I was lucky enough to be invited by a friend to the dress rehearsal of ABT’s production of Swan Lake earlier this week. It had been a (long) while since I’d been to a ballet, and I was excited to see it in one of my favorite theater spaces at Lincoln Center.
I’ve been thinking a lot about theatricality in dance and expressing emotion after my first competition experience, and in anticipation of next week’s Theatrical Bellydance Conference, and these thoughts surfaced while watching Swan Lake. While it’s certainly not a novelty to apply lessons from ballet to belly dance (see Mahmoud Reda), I definitely came out of the show with a few relevant ideas to apply to my own dance.
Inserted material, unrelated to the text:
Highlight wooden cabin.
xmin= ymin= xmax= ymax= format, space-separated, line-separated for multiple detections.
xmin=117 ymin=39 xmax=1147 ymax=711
One of the great parts of seeing a dress rehearsal is that sometimes the same part will be danced by different artists in order to allow them all to rehearse. For the audience, that means a case study in evaluating the nuances. While the experience of watching ballet is usually done from afar, in an audience chair (and not up close at the kebab house, like in belly dance), facial emotion still reads across all those yards. That’s not to say that ballet is fully acted, but that those little extra things–like a certain expression or hand movement–can make a world of difference. Gillian Murphy brought a certain spunk to Odette (the white swan) through her coy looks and sharp accents, while Paloma Hererra’s languishing, cool extensions brought vulnerability to the role.
Something that was especially evident in Hererra’s performance–as well as in some of the better members of the corps–was the emotive power of the arms. Frankly, I could have watched just the arms and been happy with the performance! Arm and hands have been two of my key focuses for the last two years, and watching the ballerinas only reinforced my own desire to use arm placement and movement to enhance the musicality of a choreography, and to interpret the music and mood while not feeling confined to acting on each note or phrase. I’m really looking forward to improving my ability to really inhabit the music, ballerina-style!